Spaghetti Carbonara

Spaghetti Carbonara
  • Prep: 10
  • Cook: 20 minutes
  • Makes: 4 servings

  • 14 oz. spaghetti, or Fiesta Fettuccine (approx. two bags)
  • 2 eggs
  • 2 egg yolks
  • 1/2 cup. freshly grated Parmesan cheese (plus extra for serving)
  • 2 tbsp. Extra Virgin Olive Oil
  • 1 oz. butter
  • 2 garlic cloves 
  • 7 oz. Pancetta, cut into small pieces 

Cook the spaghetti or, for more colour, Fiesta Fettuccine in a large saucepan of boiling water until al dente. Meanwhile, mix the eggs, egg yolks, and parmesan together in a bowl and season lightly with salt and pepper. 

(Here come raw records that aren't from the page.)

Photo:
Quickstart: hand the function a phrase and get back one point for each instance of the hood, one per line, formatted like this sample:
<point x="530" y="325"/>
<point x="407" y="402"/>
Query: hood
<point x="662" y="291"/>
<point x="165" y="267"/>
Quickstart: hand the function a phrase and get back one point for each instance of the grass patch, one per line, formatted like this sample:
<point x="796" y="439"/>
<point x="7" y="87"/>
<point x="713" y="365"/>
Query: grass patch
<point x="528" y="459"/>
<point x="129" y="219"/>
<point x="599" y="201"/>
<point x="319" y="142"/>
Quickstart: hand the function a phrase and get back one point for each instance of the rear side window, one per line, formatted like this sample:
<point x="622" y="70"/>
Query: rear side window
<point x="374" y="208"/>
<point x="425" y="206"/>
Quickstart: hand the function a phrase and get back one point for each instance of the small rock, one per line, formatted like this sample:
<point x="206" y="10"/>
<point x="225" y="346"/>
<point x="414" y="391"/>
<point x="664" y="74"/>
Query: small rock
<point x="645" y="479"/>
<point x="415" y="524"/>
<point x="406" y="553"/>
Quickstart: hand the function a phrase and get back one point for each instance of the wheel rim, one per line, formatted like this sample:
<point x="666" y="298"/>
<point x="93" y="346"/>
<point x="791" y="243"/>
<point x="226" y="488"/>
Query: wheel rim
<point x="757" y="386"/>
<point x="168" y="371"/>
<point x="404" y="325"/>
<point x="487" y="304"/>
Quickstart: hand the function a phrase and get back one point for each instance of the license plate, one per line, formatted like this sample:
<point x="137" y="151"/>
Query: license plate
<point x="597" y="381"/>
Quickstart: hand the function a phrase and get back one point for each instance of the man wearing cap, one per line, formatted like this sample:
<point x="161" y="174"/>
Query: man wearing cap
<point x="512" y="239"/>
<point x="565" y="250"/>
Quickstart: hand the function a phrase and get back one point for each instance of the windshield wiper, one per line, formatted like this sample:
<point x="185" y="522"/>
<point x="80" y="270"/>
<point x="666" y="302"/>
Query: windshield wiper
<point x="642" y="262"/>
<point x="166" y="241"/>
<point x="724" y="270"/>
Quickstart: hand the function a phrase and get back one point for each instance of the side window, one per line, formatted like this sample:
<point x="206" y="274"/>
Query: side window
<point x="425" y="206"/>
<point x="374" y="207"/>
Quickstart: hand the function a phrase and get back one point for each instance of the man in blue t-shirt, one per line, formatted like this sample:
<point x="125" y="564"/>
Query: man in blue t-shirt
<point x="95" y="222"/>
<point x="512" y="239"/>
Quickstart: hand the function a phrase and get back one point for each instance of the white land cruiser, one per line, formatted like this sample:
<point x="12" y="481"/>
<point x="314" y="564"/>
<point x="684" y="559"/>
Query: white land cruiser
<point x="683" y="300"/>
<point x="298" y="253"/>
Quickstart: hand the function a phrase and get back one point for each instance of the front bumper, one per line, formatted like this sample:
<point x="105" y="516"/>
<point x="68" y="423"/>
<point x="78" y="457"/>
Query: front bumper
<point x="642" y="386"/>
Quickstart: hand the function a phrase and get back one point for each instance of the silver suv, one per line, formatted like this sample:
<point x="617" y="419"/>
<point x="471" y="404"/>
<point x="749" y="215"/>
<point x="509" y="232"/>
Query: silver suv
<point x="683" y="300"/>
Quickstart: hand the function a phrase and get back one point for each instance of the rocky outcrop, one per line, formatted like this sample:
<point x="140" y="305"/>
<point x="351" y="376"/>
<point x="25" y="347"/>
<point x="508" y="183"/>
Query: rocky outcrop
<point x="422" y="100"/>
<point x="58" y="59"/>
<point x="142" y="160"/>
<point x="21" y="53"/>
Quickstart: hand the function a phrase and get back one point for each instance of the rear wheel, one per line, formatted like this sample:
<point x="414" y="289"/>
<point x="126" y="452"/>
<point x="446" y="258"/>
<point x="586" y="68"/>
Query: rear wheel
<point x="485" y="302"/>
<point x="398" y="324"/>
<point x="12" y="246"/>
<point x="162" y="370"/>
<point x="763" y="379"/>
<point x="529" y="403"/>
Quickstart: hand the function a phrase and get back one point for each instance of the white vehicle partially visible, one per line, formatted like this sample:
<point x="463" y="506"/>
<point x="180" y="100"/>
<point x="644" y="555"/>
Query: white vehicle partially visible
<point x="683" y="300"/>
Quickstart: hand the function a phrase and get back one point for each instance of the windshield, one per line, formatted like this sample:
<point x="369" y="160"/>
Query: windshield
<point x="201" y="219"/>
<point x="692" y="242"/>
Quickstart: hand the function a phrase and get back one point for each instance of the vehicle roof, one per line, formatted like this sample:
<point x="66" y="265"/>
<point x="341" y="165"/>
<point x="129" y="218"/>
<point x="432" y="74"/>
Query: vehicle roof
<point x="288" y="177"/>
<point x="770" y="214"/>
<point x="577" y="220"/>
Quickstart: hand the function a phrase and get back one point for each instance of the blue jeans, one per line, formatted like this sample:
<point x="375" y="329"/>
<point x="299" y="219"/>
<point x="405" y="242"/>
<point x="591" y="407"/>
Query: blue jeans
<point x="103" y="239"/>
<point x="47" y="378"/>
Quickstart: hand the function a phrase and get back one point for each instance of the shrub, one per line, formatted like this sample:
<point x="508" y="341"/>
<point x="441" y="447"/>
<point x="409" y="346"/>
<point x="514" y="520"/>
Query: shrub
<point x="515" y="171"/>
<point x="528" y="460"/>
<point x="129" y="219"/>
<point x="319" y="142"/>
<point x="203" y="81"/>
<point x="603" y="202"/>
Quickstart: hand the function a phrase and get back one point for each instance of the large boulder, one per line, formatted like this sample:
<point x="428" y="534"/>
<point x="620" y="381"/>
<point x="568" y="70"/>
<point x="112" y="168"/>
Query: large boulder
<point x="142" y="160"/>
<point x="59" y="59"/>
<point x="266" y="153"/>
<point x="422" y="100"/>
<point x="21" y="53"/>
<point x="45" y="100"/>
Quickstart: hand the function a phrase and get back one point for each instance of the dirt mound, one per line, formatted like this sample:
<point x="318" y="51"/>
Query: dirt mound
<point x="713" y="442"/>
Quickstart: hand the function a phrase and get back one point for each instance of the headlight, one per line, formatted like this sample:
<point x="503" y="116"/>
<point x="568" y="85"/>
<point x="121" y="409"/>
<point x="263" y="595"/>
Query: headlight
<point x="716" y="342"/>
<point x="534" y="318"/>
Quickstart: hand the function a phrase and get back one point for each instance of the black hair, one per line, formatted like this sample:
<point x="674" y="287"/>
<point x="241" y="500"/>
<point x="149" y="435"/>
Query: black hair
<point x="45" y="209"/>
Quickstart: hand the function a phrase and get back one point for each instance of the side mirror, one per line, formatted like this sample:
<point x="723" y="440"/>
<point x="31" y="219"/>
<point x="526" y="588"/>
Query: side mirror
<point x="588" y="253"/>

Heat the extra virgin olive oil and butter in a large frying pan. Bruise the garlic cloves with the back of a knife and add to the pan with the pancetta. Cook over moderate heat until the pancetta is crisp, discarding the garlic when it becomes golden. 

Drain the spaghetti/fettuccine, add to the frying pan and toss well. Remove from the heat and stir in the egg mixture. Serve immediately, topped with parmesan.